04 March 2017

Reading Summaries (5): Corporate cooptation of organic and fair trade standards

Article by Jaffee & Howard (2010) examining the dynamics of the organics and fair trade, focusing on a ‘‘corporate countermovement’’ in increasing corporatization and renegotiating the standards of new market sectors (organics) by the comparative analysis. The question of this observation is how does capital respond to social movements and rewrite the rules of the game in an increasingly globalized agri-food system?
 
In the U.S, organic food system has a transformation to an industry worth more than $19 billion a year. In the mid1990s, corporate participation in organics sector increased dramatically approached 1% of total U.S. food sales. In fact, 14 of the 20 largest food processors in North America have acquired organic brands or versions. By the late 1990s, more than 40 certifiers were operating at the state or regional level. Moreover, throughout the process of centralizing state authority over the meaning of organic, sales of certified organic foods in the U.S. increased with an average 20% annual growth almost every year since 1990. 

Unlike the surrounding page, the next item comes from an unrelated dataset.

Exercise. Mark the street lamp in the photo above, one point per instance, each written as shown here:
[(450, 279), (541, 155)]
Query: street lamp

However, the necessary motivation that drives the corporation efforts to co-opt agri-food alternatives still the goal of profit rather than a commitment to the ethical values. Cooptation can be defined as ‘‘the process of absorbing new elements into the leadership or policy-determining structure of an organization as a means of averting threats to its stability or existence, in either formal or informal way.” (Selznick, 1949). Cooptation has been used as a strategy of corporations to maintain their status quo. The process through which special interests affect state intervention in any of its forms defined as regulatory captures (Dal Bo, 2006). The result of this process is increased power on the corporations to weaken or dilute standards in ways that facilitate capital accumulation and deflect challenges to the status quo.
In the U.S. system, the standards highly vulnerable to political interference on behalf of specific industries and even specific companies. For this reason, many observers emphasize the risks of rapid growth and the distinction between volume growth at any cost (‘‘growth for growth’s sake’’) versus growth with attention to foundational principles (‘‘growth to further a vision’’). Many movements’ only pay high care and opposition to the mainstream capitalist behavior, but not to the process of accumulation itself. In conclusion of these articles, both organics and fair trade cooptation stories can be read as the importance of participation scales, the crucial of the bodies initial design and structure (that regulate/govern access and certification), and the necessary of the standard setting locus. 

 
‘‘In the environmental movement, our defeats are always final, our victories always provisional. What you save today can still be destroyed tomorrow—and so often is’’ (Jose Lutzinger). I think this is the most compelling and relevant quotes that we should always remember.